Salesian Cardinal Ricardo Ezzati Andrello, Archbishop of Santiago, and Father Alberto Lorenzelli, Salesian Provincial in Chile, joined in the reopening celebration along with representatives of the more than 600 current beneficiaries of the Foundation’s programs. Teachers, administrators and families were also in attendance.
“Renewing the infrastructure means giving dignity to our work with children, young people and vulnerable adults,” said Carmen Gloria Soto, coordinator of development, during the opening events at the Don Bosco Foundation. “It is a very delicate task because our programs help young people with addictions and those living on the streets as well as their families. For us, the reopening is very important because we are carrying out a mission to serve marginalized youth and the appropriate infrastructure to carry out those programs is critical to our success.”
The Don Bosco Foundation began offering programs for the homeless in Santiago more than 15 years ago. Responding to a rise in the homeless population in the city, Salesian missionaries created programs to meet the basic needs of the homeless while providing opportunities for education. Partnering with other local social welfare programs, the Foundation’s programs serve both adults and children living on the streets. Educational programming includes vocational and technical training to help those in need find and retain stable employment.
Once homeless participants connect with the Foundation, they are provided shelter, nutritious food, clothing, medical care and an education. Counseling and recovery services are also offered. To date, more than 15,000 children and adults have accessed services at the Foundation.
In addition, the Foundation distributes close to 2,000 meals every month for those in need. Specifically targeting street children, the Foundation has the biggest and most comprehensive program in the country providing shelter to close to 120 homeless youth each month.

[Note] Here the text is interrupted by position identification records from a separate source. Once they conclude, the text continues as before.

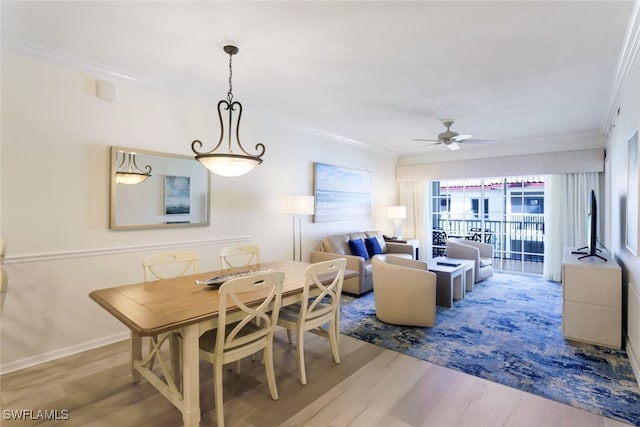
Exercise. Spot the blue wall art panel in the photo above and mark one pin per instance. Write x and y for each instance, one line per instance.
(342, 194)
(177, 195)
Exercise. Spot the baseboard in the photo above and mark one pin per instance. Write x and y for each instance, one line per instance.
(67, 351)
(633, 360)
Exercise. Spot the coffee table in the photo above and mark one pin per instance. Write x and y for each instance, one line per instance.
(469, 271)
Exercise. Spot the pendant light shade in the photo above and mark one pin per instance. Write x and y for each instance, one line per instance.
(131, 173)
(235, 161)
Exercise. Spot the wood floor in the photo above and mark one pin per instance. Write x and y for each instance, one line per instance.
(371, 387)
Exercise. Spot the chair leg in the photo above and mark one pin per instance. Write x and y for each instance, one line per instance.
(301, 368)
(153, 341)
(176, 360)
(333, 340)
(217, 391)
(268, 366)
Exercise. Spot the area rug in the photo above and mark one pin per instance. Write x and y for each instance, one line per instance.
(509, 330)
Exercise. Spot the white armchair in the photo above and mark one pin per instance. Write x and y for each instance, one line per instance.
(404, 291)
(480, 253)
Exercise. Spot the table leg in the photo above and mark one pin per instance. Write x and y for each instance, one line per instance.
(136, 354)
(190, 377)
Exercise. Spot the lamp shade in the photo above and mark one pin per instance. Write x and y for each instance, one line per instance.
(297, 205)
(397, 212)
(228, 164)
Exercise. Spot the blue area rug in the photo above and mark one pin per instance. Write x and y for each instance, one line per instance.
(509, 330)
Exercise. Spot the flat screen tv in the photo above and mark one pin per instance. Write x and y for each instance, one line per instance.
(592, 230)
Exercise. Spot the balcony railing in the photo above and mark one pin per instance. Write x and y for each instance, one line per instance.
(517, 237)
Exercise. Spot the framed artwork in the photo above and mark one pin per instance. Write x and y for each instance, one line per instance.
(632, 194)
(177, 195)
(341, 194)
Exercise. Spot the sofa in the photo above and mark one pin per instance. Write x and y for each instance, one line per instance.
(480, 253)
(404, 291)
(339, 246)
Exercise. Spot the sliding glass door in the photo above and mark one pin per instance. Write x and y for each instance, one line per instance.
(506, 212)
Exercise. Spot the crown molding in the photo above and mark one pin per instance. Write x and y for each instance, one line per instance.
(626, 59)
(100, 70)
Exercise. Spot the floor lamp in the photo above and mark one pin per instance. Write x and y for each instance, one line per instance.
(297, 206)
(397, 214)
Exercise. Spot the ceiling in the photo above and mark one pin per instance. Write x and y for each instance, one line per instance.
(378, 73)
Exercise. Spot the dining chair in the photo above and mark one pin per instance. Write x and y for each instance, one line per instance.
(239, 256)
(313, 312)
(163, 266)
(170, 264)
(253, 332)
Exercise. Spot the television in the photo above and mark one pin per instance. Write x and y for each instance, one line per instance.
(592, 230)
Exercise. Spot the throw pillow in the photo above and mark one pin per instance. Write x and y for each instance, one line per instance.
(373, 246)
(357, 248)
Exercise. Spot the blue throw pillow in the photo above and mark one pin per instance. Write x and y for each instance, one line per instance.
(357, 248)
(373, 246)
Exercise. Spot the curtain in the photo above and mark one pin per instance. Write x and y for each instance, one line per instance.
(412, 195)
(565, 216)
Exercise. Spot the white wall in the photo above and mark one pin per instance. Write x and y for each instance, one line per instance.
(624, 124)
(56, 136)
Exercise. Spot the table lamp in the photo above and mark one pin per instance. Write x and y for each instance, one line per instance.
(397, 214)
(297, 206)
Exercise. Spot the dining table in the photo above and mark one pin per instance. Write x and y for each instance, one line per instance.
(181, 306)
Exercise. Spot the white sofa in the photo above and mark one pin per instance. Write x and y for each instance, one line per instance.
(480, 253)
(404, 291)
(337, 246)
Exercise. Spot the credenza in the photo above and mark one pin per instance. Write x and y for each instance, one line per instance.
(591, 299)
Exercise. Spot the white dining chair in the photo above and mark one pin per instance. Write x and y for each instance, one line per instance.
(162, 266)
(170, 264)
(313, 312)
(239, 256)
(254, 332)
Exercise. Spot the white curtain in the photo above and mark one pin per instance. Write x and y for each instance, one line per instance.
(565, 216)
(412, 195)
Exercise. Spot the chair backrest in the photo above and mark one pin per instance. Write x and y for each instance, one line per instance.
(170, 264)
(259, 320)
(318, 309)
(239, 256)
(4, 286)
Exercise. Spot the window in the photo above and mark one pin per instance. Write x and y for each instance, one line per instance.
(507, 212)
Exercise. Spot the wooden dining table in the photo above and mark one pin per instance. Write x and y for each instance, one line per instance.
(179, 305)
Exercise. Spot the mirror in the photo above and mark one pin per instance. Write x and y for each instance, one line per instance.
(176, 194)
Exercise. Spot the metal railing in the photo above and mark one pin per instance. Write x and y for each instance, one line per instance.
(516, 237)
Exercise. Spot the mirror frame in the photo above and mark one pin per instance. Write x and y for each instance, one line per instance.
(113, 196)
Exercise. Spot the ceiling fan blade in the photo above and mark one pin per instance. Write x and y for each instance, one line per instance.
(461, 138)
(478, 141)
(453, 146)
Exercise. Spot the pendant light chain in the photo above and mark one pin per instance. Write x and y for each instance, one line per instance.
(230, 93)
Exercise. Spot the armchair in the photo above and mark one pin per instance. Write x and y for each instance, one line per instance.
(404, 291)
(480, 253)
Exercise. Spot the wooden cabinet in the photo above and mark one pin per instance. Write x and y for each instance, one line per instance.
(592, 299)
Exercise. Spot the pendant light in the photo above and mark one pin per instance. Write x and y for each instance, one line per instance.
(229, 162)
(131, 173)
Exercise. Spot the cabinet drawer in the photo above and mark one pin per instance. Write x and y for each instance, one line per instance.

According to the World Bank, although the economy in Chile is one of the more stable and prosperous in Latin America, a little more than five percent of the population live on just two dollars a day. The country suffers from high economic inequality which is particularly evident in access to educational opportunities.
Salesians working in Chile focus their efforts on providing education and social services to poor, at-risk youth. At Salesian schools, universities and youth centers throughout the country, youth can access an education as well as the skills and resources necessary to break the cycle of poverty. As a result of the vocational and technical education provided by Salesian programs, Chilean youth are more likely to find stable employment and improve their standard of living.
“Although the education system in the country is far-reaching, many poor and disadvantaged youth fall through the cracks,” says Father Mark Hyde, executive director of Salesian Missions – the U.S. development arm of the Salesians of Don Bosco. “Throughout the country, young people from poor families lack the educational opportunities available to the middle and upper classes.”